Minister of State in the Ministry of Chemicals and Fertilizers
- In office 29 January 2003 – 16 March 2004
- Prime Minister: Atal Bihari Vajpayee
- Minister: Sukhdev Singh Dhindsa

Member of Parliament, Rajya Sabha
- In office 2 July 2004 – 18 December 2005
- Succeeded by: Bhagirathi Majhi
- Constituency: Odisha

Member of Parliament, Lok Sabha
- In office 1991–2004
- Preceded by: Sarwar Hussain
- Succeeded by: Kalyan Singh
- Constituency: Bulandshahr

Member of Uttar Pradesh Legislative Assembly
- In office 1980–1985
- Preceded by: Arif Mohammad Khan
- Succeeded by: Imtiaz Mohammad Khan
- Constituency: Syana

Personal details
- Born: 1 January 1946 (age 80) Bigroun, Bulandshahr district
- Party: Bharatiya Janata Party
- Spouse: Urmila Devi ​(m. 1967)​
- Children: 4 sons, 1 daughter
- Parents: Bhagwant Singh (father); Naryne Devi (mother);
- Education: Bachelor of Ayurveda, Medicine and Surgery
- Alma mater: Masth Nath Ayurvedic Mahavidyalaya, Rohtak (Haryana)
- Profession: Medical Practitioner, Politician

= Chhatrapal Singh Lodha =

Indian politician

Chhatrapal Singh Lodha is an Indian politician of the Bharatiya Janata Party elected as Rajya Sabha MP from Orissa. He has also served 4 times as Lok Sabha MP of Bulandshahr from 1991 to 2004.

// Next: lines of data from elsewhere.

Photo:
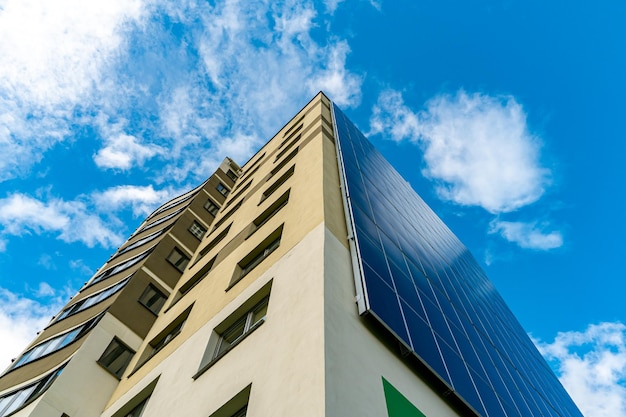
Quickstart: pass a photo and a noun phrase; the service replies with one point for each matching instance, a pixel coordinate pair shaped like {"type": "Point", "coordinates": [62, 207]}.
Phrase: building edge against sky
{"type": "Point", "coordinates": [239, 297]}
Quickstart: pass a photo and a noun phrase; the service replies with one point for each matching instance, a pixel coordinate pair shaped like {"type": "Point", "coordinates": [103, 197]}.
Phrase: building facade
{"type": "Point", "coordinates": [312, 281]}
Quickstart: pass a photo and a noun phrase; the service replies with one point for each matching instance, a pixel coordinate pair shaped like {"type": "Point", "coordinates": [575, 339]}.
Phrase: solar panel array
{"type": "Point", "coordinates": [426, 288]}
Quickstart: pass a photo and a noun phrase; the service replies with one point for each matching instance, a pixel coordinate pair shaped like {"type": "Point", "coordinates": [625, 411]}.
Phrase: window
{"type": "Point", "coordinates": [248, 317]}
{"type": "Point", "coordinates": [169, 333]}
{"type": "Point", "coordinates": [227, 215]}
{"type": "Point", "coordinates": [241, 328]}
{"type": "Point", "coordinates": [258, 254]}
{"type": "Point", "coordinates": [13, 401]}
{"type": "Point", "coordinates": [234, 197]}
{"type": "Point", "coordinates": [222, 189]}
{"type": "Point", "coordinates": [93, 299]}
{"type": "Point", "coordinates": [231, 175]}
{"type": "Point", "coordinates": [152, 298]}
{"type": "Point", "coordinates": [211, 207]}
{"type": "Point", "coordinates": [173, 203]}
{"type": "Point", "coordinates": [204, 271]}
{"type": "Point", "coordinates": [197, 230]}
{"type": "Point", "coordinates": [161, 220]}
{"type": "Point", "coordinates": [169, 336]}
{"type": "Point", "coordinates": [122, 266]}
{"type": "Point", "coordinates": [178, 259]}
{"type": "Point", "coordinates": [269, 212]}
{"type": "Point", "coordinates": [116, 357]}
{"type": "Point", "coordinates": [143, 240]}
{"type": "Point", "coordinates": [280, 181]}
{"type": "Point", "coordinates": [56, 343]}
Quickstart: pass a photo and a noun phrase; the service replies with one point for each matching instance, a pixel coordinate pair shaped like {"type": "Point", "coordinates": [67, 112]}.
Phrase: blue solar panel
{"type": "Point", "coordinates": [424, 286]}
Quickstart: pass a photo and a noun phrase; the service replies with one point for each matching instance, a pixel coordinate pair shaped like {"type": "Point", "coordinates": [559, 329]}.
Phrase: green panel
{"type": "Point", "coordinates": [397, 404]}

He was one of the accused in the 2005 cash-for-question scandal. In a sting operation named Operation Duryodhana, the media firm Cobrapost caught him on camera accepting a bribe of 15,000 rupees (about US$350) for asking concocted questions in Parliament.

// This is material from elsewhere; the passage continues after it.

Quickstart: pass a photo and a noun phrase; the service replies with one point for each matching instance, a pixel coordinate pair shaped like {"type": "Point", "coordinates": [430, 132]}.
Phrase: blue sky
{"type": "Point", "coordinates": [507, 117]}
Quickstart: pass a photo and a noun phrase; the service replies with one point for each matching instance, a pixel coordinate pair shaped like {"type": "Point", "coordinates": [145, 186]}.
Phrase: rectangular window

Chairperson of the Rajya Sabha Bhairon Singh Shekhawat asked the Ethics Committee to probe the allegations against Chhatrapal and within 48 hours the panel found the reason for his suspension. As a result, he was expelled from the Rajya Sabha.

His name also figured in the Operation Chakravyuha which accused seven members of parliament including Chhatrapal of seeking kickbacks for getting projects sanctioned under the Members of Parliament Local Area Development Scheme (MPLADS).